アンプは第 8 回の時から一回バージョン・アップしたとのこと。早速、アンプに電源を入れて CD を聴かせてもらう。

まずはコリオラン序曲。おや、予想していた音と違う。サブ・システムと比べてホール・トーンが少ない。低音も力強さがない。音も解像度が低い? いや、解像度は十分高い。サブ・システム以上。なのに音を掴まえられない感じがする。ああ、これは距離か。サブ・システムはホールの後ろからオーケストラ全体を眺めるような音像だった。メイン・システムはオーケストラの目の前で聴いてる感じ。遠くを聴くつもりで、近くの音を聴いたって掴まえられるはずがない。

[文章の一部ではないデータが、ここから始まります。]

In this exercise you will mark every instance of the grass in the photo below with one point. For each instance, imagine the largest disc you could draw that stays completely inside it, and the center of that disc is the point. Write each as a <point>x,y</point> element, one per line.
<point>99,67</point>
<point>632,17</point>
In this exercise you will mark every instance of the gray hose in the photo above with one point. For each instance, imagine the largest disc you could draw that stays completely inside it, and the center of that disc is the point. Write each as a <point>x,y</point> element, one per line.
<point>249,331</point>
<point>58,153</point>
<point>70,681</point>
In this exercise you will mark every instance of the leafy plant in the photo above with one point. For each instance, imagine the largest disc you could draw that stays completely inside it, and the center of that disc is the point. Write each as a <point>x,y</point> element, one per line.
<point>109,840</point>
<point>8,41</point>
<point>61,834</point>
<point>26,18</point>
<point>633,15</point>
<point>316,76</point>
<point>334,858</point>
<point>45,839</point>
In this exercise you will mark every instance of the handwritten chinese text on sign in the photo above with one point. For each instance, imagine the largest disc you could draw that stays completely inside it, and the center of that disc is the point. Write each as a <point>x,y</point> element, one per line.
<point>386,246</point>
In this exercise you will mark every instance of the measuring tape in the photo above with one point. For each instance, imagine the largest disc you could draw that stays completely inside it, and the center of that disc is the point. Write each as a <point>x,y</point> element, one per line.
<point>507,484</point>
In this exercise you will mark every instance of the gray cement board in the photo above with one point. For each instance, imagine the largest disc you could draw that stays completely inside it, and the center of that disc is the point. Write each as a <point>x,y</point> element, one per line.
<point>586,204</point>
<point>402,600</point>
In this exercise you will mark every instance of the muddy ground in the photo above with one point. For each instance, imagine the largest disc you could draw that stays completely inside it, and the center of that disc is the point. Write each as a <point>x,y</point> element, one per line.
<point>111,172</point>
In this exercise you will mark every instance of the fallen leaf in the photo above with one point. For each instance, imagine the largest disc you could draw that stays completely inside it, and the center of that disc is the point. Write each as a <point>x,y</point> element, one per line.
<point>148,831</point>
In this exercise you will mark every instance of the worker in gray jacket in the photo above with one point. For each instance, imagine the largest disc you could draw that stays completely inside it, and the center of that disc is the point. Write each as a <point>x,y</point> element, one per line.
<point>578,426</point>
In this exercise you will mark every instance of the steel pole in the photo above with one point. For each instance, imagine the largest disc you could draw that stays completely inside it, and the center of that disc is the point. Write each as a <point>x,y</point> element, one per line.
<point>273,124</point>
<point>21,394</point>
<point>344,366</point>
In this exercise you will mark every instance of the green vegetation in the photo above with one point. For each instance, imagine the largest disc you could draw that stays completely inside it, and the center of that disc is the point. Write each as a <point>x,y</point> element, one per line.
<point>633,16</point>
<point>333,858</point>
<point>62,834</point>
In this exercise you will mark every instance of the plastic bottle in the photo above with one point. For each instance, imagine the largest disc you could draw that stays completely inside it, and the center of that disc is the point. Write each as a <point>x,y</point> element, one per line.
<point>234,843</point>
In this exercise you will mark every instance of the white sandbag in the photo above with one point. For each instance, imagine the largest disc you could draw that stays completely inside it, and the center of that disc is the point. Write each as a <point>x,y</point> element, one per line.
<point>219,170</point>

そう思って聴いていると、低音がキビキビしてきた。8 分弱の曲で、音が、音楽が変化していく。アンプの目覚めが悪かったのね。どんどん良くなっていくよ。

聴こえる音は、なお&トラさんの音。思えば、前回の音はなお&トラさんの音から少しはずれていた気がする。どちらかというと、オーディオ的な音。サブ・システムはその方向性で進化した感じ。ここに来て、メイン・システムは本来のなお&トラさんの音に戻ってきた。それは、コンサート・ホールの前の方でオーケストラにかぶりついて聴いているような音。

今回のメイン・システムの音は、なお&トラさんの原点に回帰している。「サブ・システムが録音現場の音を上手く再生しているとしたら、メイン・システムは録音現場の音を再現しているかのよう」と、ぼくはなお&トラさんに感想をお伝えした。

続いて、Vois Sur Tom Chemain を聴く。ピアノの音が澄んでいてきれい。少年合唱、いいなぁ。エッジが立ちすぎてなくて、何時間でも聴いていたくなる。疲れない音。たまらない。

あとがき

メイン・システムで、ぼくの持参した CD を 6 枚、なお&トラさんお勧めの CD を数枚聴いて 9 回目の訪問はお開きになった。今回、紹介しきれなかった CD 6 枚分については機会があれば別記事で書きたい。